Ambassador of Chile to the Soviet Union
- In office 1971–1973
- President: Salvador Allende
- Preceded by: Óscar Pinochet de la Barra
- Succeeded by: Office dissolved

Minister of the Interior
- In office 3 November 1952 – 1 April 1953
- President: Carlos Ibáñez del Campo
- Preceded by: Carlos Torres Hevia
- Succeeded by: Osvaldo Koch

Minister of Finance
- In office 14 October 1953 – 5 June 1954
- President: Carlos Ibáñez del Campo
- Preceded by: Felipe Herrera
- Succeeded by: Jorge Prat
- In office 21 October 1942 – 1 September 1943
- President: Juan Antonio Ríos
- Preceded by: Benjamín Matte
- Succeeded by: Arturo Matte
- In office 10 November 1941 – 2 April 1942
- President: Pedro Aguirre Cerda
- Preceded by: Marcial Mora
- Succeeded by: Benjamín Matte

Minister of Economy
- In office 14 October 1953 – 1 March 1954
- President: Carlos Ibáñez del Campo
- Preceded by: David Montané
- Succeeded by: Rafael Tarud

Executive Vice President of CORFO
- In office 13 June 1939 – 31 July 1944
- President: Pedro Aguirre Cerda Juan Antonio Ríos
- Preceded by: Ricardo Letelier Ruiz
- Succeeded by: Oscar Gajardo
- In office 14 September 1953 – 22 December 1955
- President: Carlos Ibáñez del Campo
- Preceded by: Carlos Frödden
- Succeeded by: Benjamín Videla

Personal details
- Born: 19 June 1898 Chile
- Died: 1981 Chile
- Occupation: Civil engineer, academic, politician

= Guillermo del Pedregal =

Chilean engineer and politician

Guillermo del Pedregal Herrera (19 June 1898 – 1981) was a Chilean civil engineer and politician who served as Minister of State during the governments of Pedro Aguirre Cerda, Juan Antonio Ríos and Carlos Ibáñez del Campo.

==Biography==
He was the son of Alfredo del Pedregal and Adelaida Herrera. He studied at the Instituto de Humanidades and qualified as a civil engineer in 1922. He began his professional career in the Directorate of Public Works, serving in hydraulic engineering and railway inspection.

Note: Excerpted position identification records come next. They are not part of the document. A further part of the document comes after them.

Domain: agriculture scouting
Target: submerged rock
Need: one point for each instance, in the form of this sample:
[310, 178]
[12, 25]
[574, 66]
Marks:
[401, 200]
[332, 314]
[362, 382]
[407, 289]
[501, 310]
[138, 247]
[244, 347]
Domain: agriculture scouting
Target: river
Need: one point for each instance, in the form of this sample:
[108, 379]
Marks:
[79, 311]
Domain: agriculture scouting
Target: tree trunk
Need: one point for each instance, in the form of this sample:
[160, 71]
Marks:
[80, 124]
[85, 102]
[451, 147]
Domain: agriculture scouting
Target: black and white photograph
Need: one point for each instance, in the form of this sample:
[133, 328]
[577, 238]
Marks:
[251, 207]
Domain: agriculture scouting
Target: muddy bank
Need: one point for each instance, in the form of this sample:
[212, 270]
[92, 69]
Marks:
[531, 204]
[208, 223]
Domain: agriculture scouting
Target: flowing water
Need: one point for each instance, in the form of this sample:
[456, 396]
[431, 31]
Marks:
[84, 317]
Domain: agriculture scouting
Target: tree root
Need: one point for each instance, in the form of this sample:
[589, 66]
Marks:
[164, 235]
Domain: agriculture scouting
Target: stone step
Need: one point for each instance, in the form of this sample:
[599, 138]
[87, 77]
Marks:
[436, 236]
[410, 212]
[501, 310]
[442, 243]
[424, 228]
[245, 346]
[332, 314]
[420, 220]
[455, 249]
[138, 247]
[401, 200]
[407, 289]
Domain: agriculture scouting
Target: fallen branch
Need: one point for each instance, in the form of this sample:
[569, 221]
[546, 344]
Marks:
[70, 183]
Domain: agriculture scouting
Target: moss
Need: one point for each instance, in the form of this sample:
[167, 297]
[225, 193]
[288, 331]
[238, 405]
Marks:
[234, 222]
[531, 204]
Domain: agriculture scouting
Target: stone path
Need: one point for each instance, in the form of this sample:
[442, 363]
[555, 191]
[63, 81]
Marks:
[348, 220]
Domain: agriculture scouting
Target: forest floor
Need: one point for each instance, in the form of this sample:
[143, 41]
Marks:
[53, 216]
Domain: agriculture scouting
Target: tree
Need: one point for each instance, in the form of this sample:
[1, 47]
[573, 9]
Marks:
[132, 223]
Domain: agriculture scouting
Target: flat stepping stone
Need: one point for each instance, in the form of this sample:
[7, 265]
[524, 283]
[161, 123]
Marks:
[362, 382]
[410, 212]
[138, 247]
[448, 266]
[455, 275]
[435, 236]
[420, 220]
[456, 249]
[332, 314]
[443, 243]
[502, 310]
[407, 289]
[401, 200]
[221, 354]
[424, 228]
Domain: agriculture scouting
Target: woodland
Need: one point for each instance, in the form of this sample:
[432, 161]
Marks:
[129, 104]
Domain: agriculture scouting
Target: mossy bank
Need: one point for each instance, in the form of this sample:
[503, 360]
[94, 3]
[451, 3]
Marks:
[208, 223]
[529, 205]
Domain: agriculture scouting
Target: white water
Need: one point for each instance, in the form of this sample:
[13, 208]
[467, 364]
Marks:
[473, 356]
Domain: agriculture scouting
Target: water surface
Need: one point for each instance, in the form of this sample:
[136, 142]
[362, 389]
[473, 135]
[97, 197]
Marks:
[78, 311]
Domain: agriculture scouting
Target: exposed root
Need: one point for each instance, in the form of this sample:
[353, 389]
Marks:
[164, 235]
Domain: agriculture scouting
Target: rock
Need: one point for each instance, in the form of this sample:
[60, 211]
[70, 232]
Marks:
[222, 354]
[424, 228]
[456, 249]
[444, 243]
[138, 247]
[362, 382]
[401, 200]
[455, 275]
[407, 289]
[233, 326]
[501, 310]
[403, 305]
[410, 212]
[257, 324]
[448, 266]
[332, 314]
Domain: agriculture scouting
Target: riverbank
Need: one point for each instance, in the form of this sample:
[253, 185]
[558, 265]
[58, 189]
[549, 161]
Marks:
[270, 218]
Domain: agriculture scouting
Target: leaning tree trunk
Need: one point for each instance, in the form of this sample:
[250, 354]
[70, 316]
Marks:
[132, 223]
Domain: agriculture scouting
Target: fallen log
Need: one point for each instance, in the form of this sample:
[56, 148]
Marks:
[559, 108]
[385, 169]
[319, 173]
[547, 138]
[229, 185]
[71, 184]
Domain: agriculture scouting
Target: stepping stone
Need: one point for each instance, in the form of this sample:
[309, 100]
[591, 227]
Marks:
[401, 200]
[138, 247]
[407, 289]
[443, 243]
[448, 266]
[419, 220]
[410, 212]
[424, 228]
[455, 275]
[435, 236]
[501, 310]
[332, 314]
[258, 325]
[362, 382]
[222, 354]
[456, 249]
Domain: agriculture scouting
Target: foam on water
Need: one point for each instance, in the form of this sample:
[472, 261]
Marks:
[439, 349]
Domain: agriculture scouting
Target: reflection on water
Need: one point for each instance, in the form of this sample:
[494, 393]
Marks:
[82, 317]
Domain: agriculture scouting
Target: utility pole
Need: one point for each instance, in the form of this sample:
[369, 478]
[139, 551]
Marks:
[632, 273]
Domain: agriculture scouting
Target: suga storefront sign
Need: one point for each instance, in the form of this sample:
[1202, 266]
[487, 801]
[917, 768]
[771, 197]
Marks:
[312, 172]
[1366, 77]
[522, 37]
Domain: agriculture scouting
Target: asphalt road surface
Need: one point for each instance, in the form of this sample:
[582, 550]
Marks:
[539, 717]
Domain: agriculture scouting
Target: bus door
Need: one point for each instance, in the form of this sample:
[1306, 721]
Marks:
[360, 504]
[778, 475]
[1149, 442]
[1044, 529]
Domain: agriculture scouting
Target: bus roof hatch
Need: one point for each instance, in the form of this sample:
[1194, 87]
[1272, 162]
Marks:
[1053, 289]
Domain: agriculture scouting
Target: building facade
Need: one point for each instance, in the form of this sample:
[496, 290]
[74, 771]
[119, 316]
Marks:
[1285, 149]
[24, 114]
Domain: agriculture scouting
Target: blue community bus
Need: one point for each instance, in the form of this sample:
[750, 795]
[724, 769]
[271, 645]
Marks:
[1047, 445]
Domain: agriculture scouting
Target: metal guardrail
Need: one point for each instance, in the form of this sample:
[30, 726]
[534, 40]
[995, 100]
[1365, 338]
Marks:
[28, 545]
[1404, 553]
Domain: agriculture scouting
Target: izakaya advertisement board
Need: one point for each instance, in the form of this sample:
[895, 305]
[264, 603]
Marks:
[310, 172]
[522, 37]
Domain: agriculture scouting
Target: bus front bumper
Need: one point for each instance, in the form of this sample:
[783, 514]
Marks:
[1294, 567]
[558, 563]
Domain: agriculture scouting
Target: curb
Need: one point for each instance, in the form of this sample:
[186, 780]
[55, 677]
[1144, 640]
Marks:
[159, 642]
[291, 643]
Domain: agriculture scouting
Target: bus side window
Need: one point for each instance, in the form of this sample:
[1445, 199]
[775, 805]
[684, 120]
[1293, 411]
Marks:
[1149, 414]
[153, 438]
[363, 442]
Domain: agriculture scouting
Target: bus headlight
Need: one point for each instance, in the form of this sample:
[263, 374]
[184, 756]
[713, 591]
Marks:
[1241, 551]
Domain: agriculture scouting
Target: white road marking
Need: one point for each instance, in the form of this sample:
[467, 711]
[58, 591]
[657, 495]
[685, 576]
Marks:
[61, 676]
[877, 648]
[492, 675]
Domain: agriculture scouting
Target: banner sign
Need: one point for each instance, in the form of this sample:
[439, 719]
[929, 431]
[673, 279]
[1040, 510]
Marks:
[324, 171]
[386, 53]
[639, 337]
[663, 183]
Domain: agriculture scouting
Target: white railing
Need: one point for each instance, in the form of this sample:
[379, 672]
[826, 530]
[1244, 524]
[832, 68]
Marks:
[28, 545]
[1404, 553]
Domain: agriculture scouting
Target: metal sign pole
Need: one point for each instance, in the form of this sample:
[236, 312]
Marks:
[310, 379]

He was professor of Financial Mathematics at the Faculty of Economics and Commerce of the University of Chile, becoming its first Dean. During the government of Carlos Ibáñez del Campo, he joined a group of young technocrats incorporated into public administration by Finance Minister Pablo Ramírez Rodríguez. In 1926 he served as Inspector of Corporations and Superintendent of Insurance Companies, playing a role in legislation that nationalized the insurance sector.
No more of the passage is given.